What is the ratio of kinetic energy to potential energy, of a satellite orbiting a mass M around a radius R.

Homework Equations

ke = 1/2 (mv^2)/r, pe = -Gmm/r^2 (im not really sure of these, i don't have my book with me)

The Attempt at a Solution

this was a problem on my test, and i don't know if i got it right, so i would like to know what the answer is.

i had no idea how to do this so i just did

2ke = pe

ke/pe = 1/2.

what is the answer? i know i got it wrong hehe

any input is appreciated! thanks!

 

[kuruman]

Start from
KE = (1/2)mv²
PE = -GMm/r

Write Newton's 2nd Law for a circular orbit and solve for the speed v.
Replace v in the KE equation.
Take the ratio and see what you get.

 

[Princess19]

all i want to know is if i have it right. were not going to have a final exam so i won't see this stuff ever again.

anyways ill try it because I am bored...

(1/2)mv2/-GMm/r

thats its i have no idea what else

 

[kuruman]

all i want to know is if i have it right. were not going to have a final exam so i won't see this stuff ever again.

You don't have it right.

 

[Princess19]

haha i knew it

so how do u do this problem? all i can get is to that first part i just did

 

[kuruman]

In my posting #2 I gave you three steps.
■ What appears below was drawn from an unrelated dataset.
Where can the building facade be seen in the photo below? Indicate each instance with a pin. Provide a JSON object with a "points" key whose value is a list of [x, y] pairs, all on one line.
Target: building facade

You skipped to the third without doing the first two. OK, once more

Step 1
Write Newton's 2nd Law for a circular orbit and solve for the speed v.

Finish this and I will help you with the rest.

 

[Princess19]

i still don't know how to do it

 

[Princess19]

can someone help me?

 

[zachzach]

Maybe you should check your sign?

 

[Princess19]

im so lost, wat sign?

im up to this part

(1/2)mv^2/GMm/r

 

[kuruman]

i still don't know how to do it

Newton's 2nd Law says F = ma. For a satellite of mass m orbiting the Earth in a circular orbit, what is F and what is a?

 

[Princess19]

Newton's 2nd Law says F = ma. For a satellite of mass m orbiting the Earth in a circular orbit, what is F and what is a?

F = m.v^2 / r ??

 

[kuruman]

Correct for the ma part. Now what is the force F for the gravitational attraction?

 

[Princess19]

Correct for the ma part. Now what is the force F for the gravitational attraction?

mg ?

 

[kuruman]

No. It is the Law of Universal gravitational force that has upper case G not lower case g in it.

 

[Princess19]

F = GMm/r^2 ?

 

[kuruman]

That's the one. Now let's go to step 2. You have F (posting # 16) and you have ma (posting #12). Set the two equal and solve for the quantity mv².

 

[Princess19]

That's the one. Now lets' go to step 2. You have F (posting # 16) and you have ma (posting #12). Set the two equal and solve for the quantity mv².

ok so

F = ma
GMm/r^2 = m . v^2 /r

GMm/r = mv^2

is that it? what next?

 

[kuruman]

Step 3. You know that KE = (1/2)mv². What is KE in terms of GMm/r?

 

[Princess19]

Step 3. You know that KE = (1/2)mv². What is KE in terms of GMm/r?

i don't understand lol

is it GMm/2r?

 

[kuruman]

Right. KE = GMm/(2r). You know what PE (see posting #2).
So what is the ratio KE/PE?

 

[Princess19]

1/2? or is it 2?

 

[Princess19]

-1/2?

 

[kuruman]

Bingo.

 

[Princess19]

hmm weird that wasnt one of the choices on the test, just 1/2 and that's what i marked. wonder if its a typo on the test...
oh well thanks a bunch!

 

[kuruman]

Strictly speaking one of the choices should have been -1/2. If you marked 1/2 and that was the only choice, then you probably got full credit. Some examiners don't pay attention to signs, but that is confusing to students who do.